UPDATE: Response from Florida Lottery
Since our inception more than 26 years ago, the Florida Lottery has taken great strides to protect our players from unscrupulous activities. It is a duty we take seriously and we have made great investments in 2014 to strengthen those protections. Earlier this year, we instituted the “sign your ticket” consumer awareness campaign and added a distinct sound that plays on the Lottery terminal to indicate that a ticket is a winner. We have enhanced our retailer contracts and our retailer education program to reinforce the potential consequences for retailers found to break the rules. We have strengthened our internal security protocols, formalized stronger relationships with other law enforcement agencies and initiated a review of prior investigations. We have also completed a reorganization of the Lottery’s Division of Security, including personnel changes and hiring a new Director of Security.
There is strong evidence that our efforts are already paying dividends. We have taken administrative action and terminated over 30 retailers since spring of 2014. The problems we are addressing affect a fraction of a percentage of our 13,000 retailers that may have acted improperly or committed a crime. It is unfair to characterize the vast majority of honest retailers due to the actions of a few.
One thing we can be sure of is there will always be attempts to defraud the lottery, but we will remain vigilant. We invite the public to learn more at http://www.flalottery.com/integrity-protect.do.

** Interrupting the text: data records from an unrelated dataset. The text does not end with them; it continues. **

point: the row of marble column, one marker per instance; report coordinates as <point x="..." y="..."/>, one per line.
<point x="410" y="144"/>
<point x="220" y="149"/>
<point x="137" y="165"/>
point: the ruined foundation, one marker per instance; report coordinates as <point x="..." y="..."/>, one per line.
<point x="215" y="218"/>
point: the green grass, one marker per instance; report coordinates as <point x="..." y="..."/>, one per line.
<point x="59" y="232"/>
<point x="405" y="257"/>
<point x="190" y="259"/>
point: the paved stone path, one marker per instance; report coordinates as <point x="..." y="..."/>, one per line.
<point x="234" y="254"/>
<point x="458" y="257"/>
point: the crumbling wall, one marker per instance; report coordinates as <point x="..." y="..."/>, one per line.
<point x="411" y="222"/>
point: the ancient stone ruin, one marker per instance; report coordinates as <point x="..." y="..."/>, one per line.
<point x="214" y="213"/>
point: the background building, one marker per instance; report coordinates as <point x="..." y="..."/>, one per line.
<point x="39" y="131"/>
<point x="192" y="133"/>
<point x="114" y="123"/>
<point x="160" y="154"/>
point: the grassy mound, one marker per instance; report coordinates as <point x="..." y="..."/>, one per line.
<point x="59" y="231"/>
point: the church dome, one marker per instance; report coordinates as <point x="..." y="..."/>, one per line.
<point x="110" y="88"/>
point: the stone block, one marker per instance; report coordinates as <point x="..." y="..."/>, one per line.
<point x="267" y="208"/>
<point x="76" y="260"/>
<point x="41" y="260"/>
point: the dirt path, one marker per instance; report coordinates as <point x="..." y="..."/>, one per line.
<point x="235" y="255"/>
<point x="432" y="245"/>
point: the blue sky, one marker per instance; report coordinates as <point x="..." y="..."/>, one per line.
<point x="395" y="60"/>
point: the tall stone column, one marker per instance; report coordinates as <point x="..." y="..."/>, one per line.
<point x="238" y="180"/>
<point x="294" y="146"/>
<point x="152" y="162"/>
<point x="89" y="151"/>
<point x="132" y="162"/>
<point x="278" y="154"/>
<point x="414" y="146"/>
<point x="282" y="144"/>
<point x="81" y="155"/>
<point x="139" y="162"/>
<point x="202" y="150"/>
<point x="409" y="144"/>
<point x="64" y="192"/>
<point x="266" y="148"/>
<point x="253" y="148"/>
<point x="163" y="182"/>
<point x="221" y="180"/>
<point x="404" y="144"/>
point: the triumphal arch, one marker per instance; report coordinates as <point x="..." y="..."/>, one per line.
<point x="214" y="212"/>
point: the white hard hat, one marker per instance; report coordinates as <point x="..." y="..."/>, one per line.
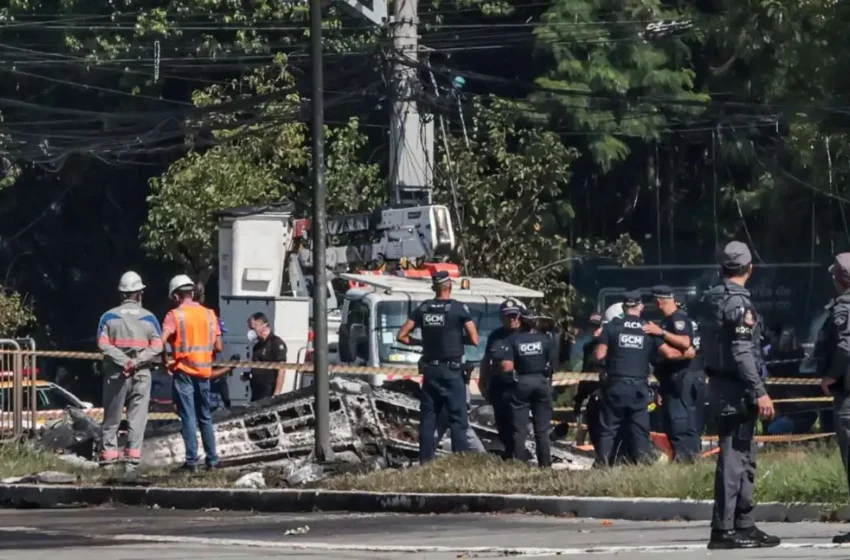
<point x="613" y="312"/>
<point x="130" y="282"/>
<point x="180" y="281"/>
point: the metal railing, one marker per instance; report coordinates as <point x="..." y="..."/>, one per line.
<point x="18" y="388"/>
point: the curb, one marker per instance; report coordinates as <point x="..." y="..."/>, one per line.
<point x="291" y="501"/>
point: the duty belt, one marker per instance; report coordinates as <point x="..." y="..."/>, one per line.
<point x="454" y="364"/>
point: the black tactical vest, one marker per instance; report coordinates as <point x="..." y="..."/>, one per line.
<point x="442" y="331"/>
<point x="531" y="353"/>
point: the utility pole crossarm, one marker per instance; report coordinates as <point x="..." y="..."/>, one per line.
<point x="377" y="14"/>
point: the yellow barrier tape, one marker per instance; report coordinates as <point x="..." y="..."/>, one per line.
<point x="560" y="378"/>
<point x="789" y="438"/>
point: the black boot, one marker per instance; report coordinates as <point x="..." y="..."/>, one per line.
<point x="728" y="540"/>
<point x="764" y="540"/>
<point x="842" y="539"/>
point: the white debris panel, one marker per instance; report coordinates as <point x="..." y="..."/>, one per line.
<point x="366" y="424"/>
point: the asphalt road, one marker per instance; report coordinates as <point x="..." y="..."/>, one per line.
<point x="145" y="534"/>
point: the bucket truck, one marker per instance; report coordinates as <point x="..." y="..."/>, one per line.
<point x="377" y="278"/>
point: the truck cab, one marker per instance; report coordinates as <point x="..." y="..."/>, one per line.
<point x="376" y="307"/>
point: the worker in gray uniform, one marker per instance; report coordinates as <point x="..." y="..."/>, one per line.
<point x="130" y="338"/>
<point x="832" y="354"/>
<point x="731" y="333"/>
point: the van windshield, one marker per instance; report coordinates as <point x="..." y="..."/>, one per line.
<point x="391" y="315"/>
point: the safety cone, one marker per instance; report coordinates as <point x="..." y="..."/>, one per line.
<point x="663" y="443"/>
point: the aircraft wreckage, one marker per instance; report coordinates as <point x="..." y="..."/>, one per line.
<point x="369" y="425"/>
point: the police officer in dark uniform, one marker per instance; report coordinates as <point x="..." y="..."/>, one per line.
<point x="587" y="391"/>
<point x="530" y="357"/>
<point x="832" y="354"/>
<point x="681" y="384"/>
<point x="731" y="335"/>
<point x="627" y="350"/>
<point x="443" y="323"/>
<point x="496" y="384"/>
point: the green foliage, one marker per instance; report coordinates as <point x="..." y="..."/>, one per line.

Palm Beach, Fla. (AP) - The Florida Lottery knew since at least 2009 that some retailers illegally cashed in tickets and at times lied about it. But top officials appear to have done little to address the issue until this year.
The Palm Beach Post Reports Sunday that the agency has caught at least ten clerks in the last five years for illegally cashing tickets for their customers. But these clerks were punished only with 30-day suspensions of lottery sales or not at all. The response changed in March, when the Post revealed the process of the schemes to illegally cash tickets. Customers sometimes sell their lottery tickets to avoid paying taxes, child support or other debts. The act is a misdemeanor.
Since then, the lottery has stopped sales at 30 stores across Florida.